Für die Krankenhäuser werden die Notaufnahmen offenbar immer mehr zum Minusgeschäft. Das hänge mit einem Vergütungssystem der Krankenkassen zusammen. Um Kosten zu sparen, sollen Notfallpatienten nicht mehr stationär, sondern ambulant behandelt werden. Für jeden Patient erhalten die Kliniken rund 14 Euro im Quartal. Eine Notaufnahme lasse sich so nicht mehr finanzieren, kritisieren die Mediziner.
Kostenfaktor Patient: Notaufnahmen rechnen sich nicht.
Druck auf Notaufnahmen wird weiter wachsen
Der Chefarzt der Notaufnahme in Saalfeld, Lars Kummer, und sein Team, versuchen, die "Spitzenzeiten" mit mehr Mitarbeitenden abzufangen. Doch auch das sei nicht leicht, die Zahl der Patienten nicht planbar. Sein Team stoße dann auch an Belastungsgrenzen. Die Patienten werden je nach Dringlichkeit behandelt. Für rund 140 Notfälle am Tag sei die Notaufnahme zudem nicht ausgerüstet, sagt er. Trotzdem versucht der Arzt mit seinem Team, so gut es geht auf die Patienten einzugehen.

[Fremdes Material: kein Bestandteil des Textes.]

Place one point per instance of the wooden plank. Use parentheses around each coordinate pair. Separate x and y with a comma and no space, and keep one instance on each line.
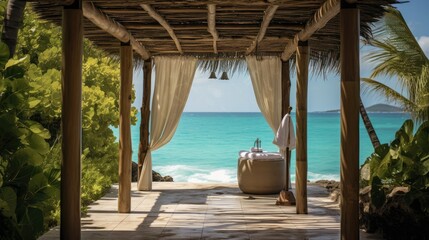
(326,12)
(71,117)
(211,22)
(124,195)
(145,114)
(268,16)
(285,109)
(115,29)
(302,61)
(350,95)
(163,23)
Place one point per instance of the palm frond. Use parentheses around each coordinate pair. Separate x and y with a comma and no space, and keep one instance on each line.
(370,86)
(395,42)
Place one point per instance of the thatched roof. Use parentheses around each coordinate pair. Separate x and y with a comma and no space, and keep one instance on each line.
(216,28)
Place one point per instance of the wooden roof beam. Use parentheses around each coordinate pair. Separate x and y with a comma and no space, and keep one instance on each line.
(163,23)
(328,10)
(268,16)
(112,27)
(211,22)
(62,2)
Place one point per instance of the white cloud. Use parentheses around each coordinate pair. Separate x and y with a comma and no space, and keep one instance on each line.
(424,43)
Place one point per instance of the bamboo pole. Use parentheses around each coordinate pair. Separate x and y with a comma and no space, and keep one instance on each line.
(285,109)
(145,114)
(71,117)
(124,197)
(154,14)
(302,60)
(268,16)
(350,93)
(115,29)
(211,22)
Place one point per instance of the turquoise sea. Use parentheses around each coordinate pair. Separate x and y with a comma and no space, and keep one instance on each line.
(206,145)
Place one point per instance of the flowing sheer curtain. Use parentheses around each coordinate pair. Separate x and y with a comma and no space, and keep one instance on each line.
(266,80)
(173,81)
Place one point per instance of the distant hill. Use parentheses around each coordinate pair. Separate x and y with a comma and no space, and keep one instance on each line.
(383,108)
(378,108)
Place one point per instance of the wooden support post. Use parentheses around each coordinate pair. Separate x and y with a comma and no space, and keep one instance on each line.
(285,109)
(124,197)
(350,92)
(71,117)
(286,197)
(145,114)
(302,60)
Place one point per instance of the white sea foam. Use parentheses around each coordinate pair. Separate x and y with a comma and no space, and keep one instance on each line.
(221,175)
(185,173)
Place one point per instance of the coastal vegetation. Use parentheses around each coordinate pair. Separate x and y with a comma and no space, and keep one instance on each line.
(398,56)
(394,195)
(395,182)
(30,122)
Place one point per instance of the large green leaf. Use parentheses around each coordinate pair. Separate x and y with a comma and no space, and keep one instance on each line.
(4,54)
(405,133)
(14,62)
(8,195)
(38,129)
(382,150)
(377,194)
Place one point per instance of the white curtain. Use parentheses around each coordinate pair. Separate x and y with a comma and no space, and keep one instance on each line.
(173,81)
(266,80)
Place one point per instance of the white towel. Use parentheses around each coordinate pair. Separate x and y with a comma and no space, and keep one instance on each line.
(261,155)
(285,137)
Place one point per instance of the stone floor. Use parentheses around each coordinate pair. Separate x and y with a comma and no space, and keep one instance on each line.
(209,211)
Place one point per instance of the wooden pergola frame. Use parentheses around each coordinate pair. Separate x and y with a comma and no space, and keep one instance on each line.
(72,23)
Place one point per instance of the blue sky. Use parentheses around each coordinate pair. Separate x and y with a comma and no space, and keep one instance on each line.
(236,95)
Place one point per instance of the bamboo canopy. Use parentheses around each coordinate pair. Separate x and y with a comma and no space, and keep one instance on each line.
(322,30)
(213,28)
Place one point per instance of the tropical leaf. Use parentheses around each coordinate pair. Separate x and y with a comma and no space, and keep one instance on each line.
(4,54)
(8,198)
(397,55)
(371,86)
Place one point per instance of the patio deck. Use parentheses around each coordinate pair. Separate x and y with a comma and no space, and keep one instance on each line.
(209,211)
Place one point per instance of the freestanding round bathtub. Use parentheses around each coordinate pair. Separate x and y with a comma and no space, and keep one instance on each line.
(261,175)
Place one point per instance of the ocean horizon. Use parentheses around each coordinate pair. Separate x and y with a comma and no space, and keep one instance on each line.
(206,144)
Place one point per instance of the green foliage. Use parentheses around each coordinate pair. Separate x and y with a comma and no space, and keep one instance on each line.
(405,162)
(25,185)
(398,55)
(30,132)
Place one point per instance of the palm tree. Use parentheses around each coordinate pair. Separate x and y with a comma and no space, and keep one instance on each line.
(368,125)
(12,22)
(398,55)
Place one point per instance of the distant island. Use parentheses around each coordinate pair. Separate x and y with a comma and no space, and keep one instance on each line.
(379,108)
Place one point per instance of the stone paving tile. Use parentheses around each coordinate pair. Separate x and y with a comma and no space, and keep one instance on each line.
(209,211)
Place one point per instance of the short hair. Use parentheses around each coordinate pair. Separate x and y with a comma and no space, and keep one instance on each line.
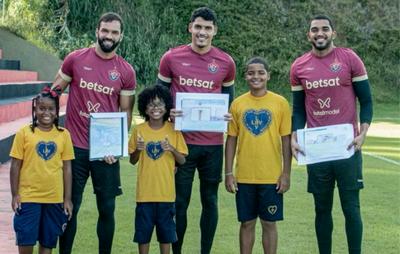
(205,13)
(151,93)
(257,60)
(109,17)
(323,17)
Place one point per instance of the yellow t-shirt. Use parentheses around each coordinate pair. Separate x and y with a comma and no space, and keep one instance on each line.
(259,123)
(156,177)
(42,153)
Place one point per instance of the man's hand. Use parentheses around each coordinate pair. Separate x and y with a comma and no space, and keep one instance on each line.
(228,117)
(110,159)
(283,184)
(175,113)
(230,184)
(16,203)
(295,146)
(68,207)
(357,142)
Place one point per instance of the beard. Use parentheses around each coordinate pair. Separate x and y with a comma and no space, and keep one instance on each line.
(105,47)
(320,47)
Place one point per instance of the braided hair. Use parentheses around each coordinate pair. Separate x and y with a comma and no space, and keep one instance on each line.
(51,93)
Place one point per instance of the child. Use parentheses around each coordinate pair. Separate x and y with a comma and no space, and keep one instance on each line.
(157,146)
(40,176)
(260,128)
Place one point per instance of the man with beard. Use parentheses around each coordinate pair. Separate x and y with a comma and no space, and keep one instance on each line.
(199,68)
(325,84)
(99,80)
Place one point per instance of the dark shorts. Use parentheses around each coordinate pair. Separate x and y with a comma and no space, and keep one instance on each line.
(155,214)
(259,200)
(39,222)
(347,173)
(105,177)
(207,160)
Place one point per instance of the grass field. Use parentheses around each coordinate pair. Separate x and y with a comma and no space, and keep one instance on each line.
(379,201)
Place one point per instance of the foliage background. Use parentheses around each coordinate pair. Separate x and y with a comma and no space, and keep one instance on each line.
(270,28)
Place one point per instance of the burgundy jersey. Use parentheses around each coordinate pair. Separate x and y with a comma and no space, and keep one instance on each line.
(328,85)
(95,86)
(190,72)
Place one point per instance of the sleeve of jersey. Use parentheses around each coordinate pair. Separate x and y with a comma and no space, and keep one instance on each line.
(132,141)
(363,93)
(299,110)
(68,152)
(66,71)
(180,144)
(129,84)
(164,71)
(294,81)
(233,124)
(17,149)
(358,71)
(286,120)
(229,80)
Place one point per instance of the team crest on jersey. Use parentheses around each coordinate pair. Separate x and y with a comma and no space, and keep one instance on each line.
(213,67)
(154,150)
(46,150)
(336,66)
(113,75)
(257,121)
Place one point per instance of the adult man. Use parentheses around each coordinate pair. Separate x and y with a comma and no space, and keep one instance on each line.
(99,81)
(325,83)
(200,68)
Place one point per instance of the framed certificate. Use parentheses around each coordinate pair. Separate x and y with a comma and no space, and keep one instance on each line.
(202,112)
(325,143)
(108,135)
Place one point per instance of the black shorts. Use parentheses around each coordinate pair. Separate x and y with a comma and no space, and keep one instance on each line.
(155,214)
(208,161)
(105,177)
(347,173)
(259,200)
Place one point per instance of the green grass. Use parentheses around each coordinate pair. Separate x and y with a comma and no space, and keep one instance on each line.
(380,211)
(379,205)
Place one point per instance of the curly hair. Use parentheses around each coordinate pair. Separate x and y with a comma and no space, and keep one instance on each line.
(149,94)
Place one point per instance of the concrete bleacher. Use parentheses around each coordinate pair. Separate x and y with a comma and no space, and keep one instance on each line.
(17,88)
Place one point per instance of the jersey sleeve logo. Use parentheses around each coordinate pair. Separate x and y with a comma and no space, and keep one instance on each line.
(154,150)
(113,75)
(325,103)
(257,121)
(335,66)
(46,150)
(213,67)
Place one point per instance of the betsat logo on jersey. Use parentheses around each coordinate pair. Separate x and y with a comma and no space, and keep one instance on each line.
(96,87)
(322,83)
(213,67)
(196,82)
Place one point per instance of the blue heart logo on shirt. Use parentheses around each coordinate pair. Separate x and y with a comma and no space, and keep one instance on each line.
(256,121)
(46,150)
(154,150)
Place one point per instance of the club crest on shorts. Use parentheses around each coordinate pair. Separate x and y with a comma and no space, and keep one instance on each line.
(113,75)
(335,66)
(257,121)
(272,209)
(213,67)
(154,150)
(46,150)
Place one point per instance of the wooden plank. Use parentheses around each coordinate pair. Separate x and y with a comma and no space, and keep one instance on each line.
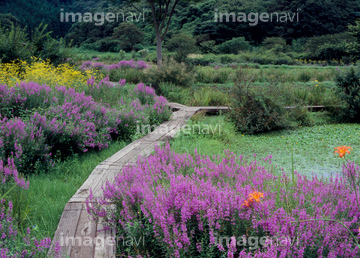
(85,234)
(66,228)
(109,236)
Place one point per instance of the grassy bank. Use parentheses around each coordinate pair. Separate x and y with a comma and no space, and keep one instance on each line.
(312,147)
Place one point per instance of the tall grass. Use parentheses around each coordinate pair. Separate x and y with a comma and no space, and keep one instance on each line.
(49,192)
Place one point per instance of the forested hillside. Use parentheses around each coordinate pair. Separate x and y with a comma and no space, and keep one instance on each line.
(313,18)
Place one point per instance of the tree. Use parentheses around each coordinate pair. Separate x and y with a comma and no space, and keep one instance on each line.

"Dass mit der Schließung des Regiomed Klinikums in Neuhaus am Rennweg im Landkreis Sonneberg nun noch einmal regionale medizinische Fachkompetenz in einer strukturschwachen Region verloren geht, macht mich traurig", sagt Kummer. Auch er rechnet durch das bevorstehende Aus der Klinik in Neuhaus im Dezember für Saalfeld mit noch einmal mehr Patienten, aber auch für die Krankenhäuser in Sonneberg und Suhl. "Der Druck wird in den einzelnen Notaufnahmen noch einmal steigen. Gerade wenn es darum geht, in einer Belastungssituation genug Mitarbeitende vorzuhalten."